- Make sure that you perform some form of exercise at a moderate level for at least half an hour most days of the week.
- Combine a certain amount of muscular strength exercise with endurance exercise while incorporating a certain amount of flexibility work.
- Alternate the type of exercise that you do throughout the week to provide variety, increase motivation and reduce boredom.
- Ensure you choose exercise that suits you in terms of your physical ability, fitness level and personal ability.
- Start at a reasonable level relative to your ability and progress steadily over time as your fitness level increases, to allow continuous improvement in ability.

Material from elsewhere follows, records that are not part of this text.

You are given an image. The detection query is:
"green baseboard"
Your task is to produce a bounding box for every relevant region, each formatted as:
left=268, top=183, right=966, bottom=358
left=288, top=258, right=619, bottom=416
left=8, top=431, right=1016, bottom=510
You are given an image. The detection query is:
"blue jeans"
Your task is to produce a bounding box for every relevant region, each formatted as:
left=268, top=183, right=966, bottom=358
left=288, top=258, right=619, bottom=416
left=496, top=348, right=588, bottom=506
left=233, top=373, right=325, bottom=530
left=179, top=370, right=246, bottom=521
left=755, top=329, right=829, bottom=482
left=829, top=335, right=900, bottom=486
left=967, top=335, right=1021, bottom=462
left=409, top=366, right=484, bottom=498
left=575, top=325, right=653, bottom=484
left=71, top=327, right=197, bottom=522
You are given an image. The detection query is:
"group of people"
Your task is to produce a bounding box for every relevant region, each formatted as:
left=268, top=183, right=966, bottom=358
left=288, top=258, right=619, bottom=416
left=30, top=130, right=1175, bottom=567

- Do not eat a bulky, complex carbohydrate meal within the hour preceeding exercise - where necessary choose high glycaemic (slow sugar) snacks for instant fuel before exercise.
- Drink plenty of water before and after exercise, and during if it involves continuous activity that lasts for over 45 minutes (e.g. a marathon).
- Make sure you perform a pre-workout stretch and a warm-up, aand then a cool-down and post-workout stretch to prevent fatigue and Delayed Onset of Muscle Soreness (DOMS).
- Remember that any exercise is better than no exercise! Try to incorporate exercise in your daily routine, e.g. walk, or cycle short distances instead of driving.
- Start Today! Anyone and everyone will benefit, regardless of fitness level, age and weight.